On all British ships, eleven o'clock in the morning was the hour for inflicting punishment. We had no doubt as to whom the Brunswick's signal concerned. Ellison, Burkitt, and Millward had but two hours to live.
At half-past ten we saw one of the Hector's longboats, filled with seamen, put off to the Brunswick . Boats from other vessels in the harbour followed; the men in them, we knew, were being sent to witness the execution. Muspratt remained at the port, gazing towa
rd the Brunswick as though fascinated by the sight of her lofty yards. Morrison and I paced the room together, talking in the Indian tongue of Teina and Itea and other friends at Tahiti, in a desperate attempt to occupy our minds. It was getting on toward the hour when Captain Montague entered, followed by the lieutenant who had come the night before. A glance at the captain's face told us all we needed to know, but if there was still doubt in our minds it was banished when the lieutenant ordered the guard to dismiss. The men filed quickly out, glancing back at us with friendly smiles.
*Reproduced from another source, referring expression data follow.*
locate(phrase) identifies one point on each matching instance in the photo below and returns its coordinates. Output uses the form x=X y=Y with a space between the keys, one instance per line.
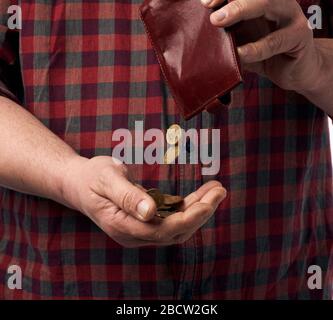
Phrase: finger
x=194 y=217
x=278 y=42
x=198 y=194
x=127 y=196
x=211 y=199
x=239 y=10
x=255 y=67
x=163 y=231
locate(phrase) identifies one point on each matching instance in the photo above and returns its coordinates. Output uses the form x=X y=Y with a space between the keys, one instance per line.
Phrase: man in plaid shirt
x=79 y=229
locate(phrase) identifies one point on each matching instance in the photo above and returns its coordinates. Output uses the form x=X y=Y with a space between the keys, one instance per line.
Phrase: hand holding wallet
x=198 y=60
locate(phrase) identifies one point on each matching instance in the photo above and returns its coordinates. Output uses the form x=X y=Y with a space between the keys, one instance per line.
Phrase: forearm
x=33 y=160
x=321 y=91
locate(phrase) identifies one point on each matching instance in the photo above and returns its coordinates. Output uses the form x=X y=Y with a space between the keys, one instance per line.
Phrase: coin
x=166 y=204
x=171 y=155
x=157 y=196
x=172 y=200
x=174 y=134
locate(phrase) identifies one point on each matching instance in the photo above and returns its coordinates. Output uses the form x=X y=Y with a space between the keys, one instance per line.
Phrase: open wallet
x=198 y=60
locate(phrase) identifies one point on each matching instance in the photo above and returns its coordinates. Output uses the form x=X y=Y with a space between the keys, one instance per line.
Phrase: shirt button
x=174 y=134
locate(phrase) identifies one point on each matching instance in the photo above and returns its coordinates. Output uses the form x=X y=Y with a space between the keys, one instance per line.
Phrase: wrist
x=316 y=80
x=69 y=180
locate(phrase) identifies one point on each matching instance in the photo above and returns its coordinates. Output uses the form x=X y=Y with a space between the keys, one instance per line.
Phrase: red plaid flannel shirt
x=87 y=70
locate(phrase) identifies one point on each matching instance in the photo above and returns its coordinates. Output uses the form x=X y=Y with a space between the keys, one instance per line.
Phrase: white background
x=331 y=129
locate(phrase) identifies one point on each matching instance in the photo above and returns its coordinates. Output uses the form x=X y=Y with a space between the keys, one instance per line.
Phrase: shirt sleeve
x=9 y=82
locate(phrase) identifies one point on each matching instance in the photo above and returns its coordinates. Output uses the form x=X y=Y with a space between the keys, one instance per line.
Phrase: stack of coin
x=173 y=137
x=166 y=204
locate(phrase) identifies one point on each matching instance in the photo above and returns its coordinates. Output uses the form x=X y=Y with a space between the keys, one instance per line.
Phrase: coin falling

Captain Montague unfolded the paper in his hand.
"James Morrison—William Muspratt," he called.
The two men stepped forward. Captain Montague glanced at them over the top of the paper he held, a kindly gleam in his blue eyes. He then read, solemnly:
"In response to the earnest appeal of Lord Hood (Admiral of the Blue, and President of the Court-Martial by which you have been tried, convicted, and condemned to death for the crime of mutiny on His Majesty's armed transport, Bounty ), who, by reason of certain extenuating circumstances, has begged that you may not be compelled to suffer the extreme penalty prescribed by our just laws, His Majesty is graciously pleased to grant to you, and each of you, a free and unconditional pardon."
"Roger Byam."
I took my place beside my two comrades.
"The Commissioners for executing the Office of Lord High Admiral of Great Britain and Ireland, having received and heard the sworn testimony of Robert Tinkler, former midshipman of His Majesty's armed transport, Bounty , are convinced of your entire innocence of the crime of -mutiny, for which you have been tried, convicted, and condemned to death. The Lord's Commissioners do, therefore, annul the verdict of the Court-Martial as it respects your person, and you stand acquitted."
Captain Montague then stepped forward and shook each of us warmly by the hand.